Responding to a call for domestic violence is never an easy task.
there is this autonomic function that occurs when one hears the words
"Child injured by father". You move more swiftly, pulse races more
quickly and you find yourself wringing your sweaty hands in what can only be
described as a response to anticipated vengeance.
February 1983 was a particularly cold winter
month in New Haven. I remember this vividly because my wife was pregnant with
our youngest son, Christopher and she suffered terribly with the cold. We lived
in a run-down neighborhood full of violence and chaos. Truthfully, we never
felt safe there. Our eldest son Tim was almost 2 and a day did not pass that i
didn't fear for his safety. It was not uncommon to hear screams, gunshots and
the harried cries of neighborhood children. Why not move, you might ask. We
couldn't afford anything better. Paramedic salaries at the time were abysmal
and Kathleen worked as well, as an evening dispatcher in the 911 system. Even
though we are not together any longer, I am still supremely proud of her for
her calmness under fire and doing so while pregnant.
She wasn't working the night we got the
call (around 2 am I think) for the injured child. As we got closer to the scene
my mind raced, as did my partners, of what would await us. We thought of our
own children and the children we had come to love.

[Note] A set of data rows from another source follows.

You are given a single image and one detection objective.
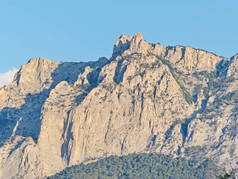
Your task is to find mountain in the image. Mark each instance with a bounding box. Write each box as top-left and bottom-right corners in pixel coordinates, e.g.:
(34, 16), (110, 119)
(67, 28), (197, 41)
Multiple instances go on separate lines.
(0, 33), (238, 179)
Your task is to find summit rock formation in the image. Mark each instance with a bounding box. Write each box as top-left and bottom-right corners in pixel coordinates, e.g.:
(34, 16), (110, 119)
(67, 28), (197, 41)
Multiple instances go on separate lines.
(0, 33), (238, 179)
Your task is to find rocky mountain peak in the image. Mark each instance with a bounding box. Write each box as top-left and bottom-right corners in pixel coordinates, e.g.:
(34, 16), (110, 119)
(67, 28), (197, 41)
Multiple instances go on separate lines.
(0, 33), (238, 179)
(112, 33), (152, 57)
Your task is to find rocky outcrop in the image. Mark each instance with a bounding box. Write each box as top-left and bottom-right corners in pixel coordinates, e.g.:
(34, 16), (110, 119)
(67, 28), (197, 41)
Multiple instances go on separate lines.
(0, 33), (238, 179)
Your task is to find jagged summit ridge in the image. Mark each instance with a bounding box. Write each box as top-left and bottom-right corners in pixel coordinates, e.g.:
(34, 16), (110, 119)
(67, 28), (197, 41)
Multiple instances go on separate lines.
(0, 33), (238, 179)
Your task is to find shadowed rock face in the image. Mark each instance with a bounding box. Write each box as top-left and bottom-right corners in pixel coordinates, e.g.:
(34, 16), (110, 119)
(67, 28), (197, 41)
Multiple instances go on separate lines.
(0, 33), (238, 179)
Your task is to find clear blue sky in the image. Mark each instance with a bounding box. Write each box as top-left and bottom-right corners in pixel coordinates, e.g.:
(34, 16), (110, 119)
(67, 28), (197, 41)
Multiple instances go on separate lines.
(0, 0), (238, 73)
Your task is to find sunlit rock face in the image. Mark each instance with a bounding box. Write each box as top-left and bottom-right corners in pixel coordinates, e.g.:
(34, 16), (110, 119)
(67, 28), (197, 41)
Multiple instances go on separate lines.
(0, 33), (238, 179)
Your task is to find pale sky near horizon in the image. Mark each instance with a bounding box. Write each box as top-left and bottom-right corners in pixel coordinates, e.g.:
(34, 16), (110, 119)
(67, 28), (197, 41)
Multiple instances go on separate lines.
(0, 0), (238, 74)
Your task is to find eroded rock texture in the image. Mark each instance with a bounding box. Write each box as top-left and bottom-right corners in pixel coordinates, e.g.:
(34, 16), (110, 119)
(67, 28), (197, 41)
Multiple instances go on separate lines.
(0, 33), (238, 179)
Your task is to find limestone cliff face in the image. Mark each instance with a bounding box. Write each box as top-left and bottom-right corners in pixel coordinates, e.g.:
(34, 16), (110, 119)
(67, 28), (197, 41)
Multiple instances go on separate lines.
(0, 33), (238, 179)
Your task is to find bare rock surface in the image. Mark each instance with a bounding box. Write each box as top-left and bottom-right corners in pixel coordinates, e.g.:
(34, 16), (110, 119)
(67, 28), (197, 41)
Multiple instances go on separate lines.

New Haven, while home to Yale University,
was a poor city. The impoverished were well hidden away from trustees who had
deep pockets and sang the Yale fight song at the Yale Bowl, Saturday afternoons
during football season. The dichotomy struck me cold. 20 year old players
wearing helmets, pads and the like were well protected from the violence they
hope to make an NFL living at some day. Children, with underdeveloped
orthopedic structures, malnourished bodies and bloated bellies from poor diet
didn't stand a chance from abusive, alcohol or drug fueled rage.
There was snow on the ground on Ashman
Street where low income housing once stood. As we arrived, there were tears,
screams, signs of self flagellation; prayers offered to God, as a small girl
lay half impaled on a security fence and the bottom half of her torso lay a few
feet away, transected and lifeless. Steel from the fence protruded
through her long locks of beautiful black hair.
This beautiful child was not injured. This
stunning beauty who now lies in peace, was lifeless, and to add the exclamation
point to the sadness, she was in two distinct parts. Naked from the waist down,
her life blood still yet not frozen, but steaming on the sidewalk, surrounded
by crime scene tape and a mother who just stared at her lifeless daughter in
shock and disbelief.
Dad, and I use that term with disdain, was
manacled in the back seat of a New Haven Police Car. He was sitting there
smiling and for one brief solitary second I wanted a piece of his flesh. I am
ashamed to admit it, and I hope God will forgive me.
Epilog: She didn't put away her toys.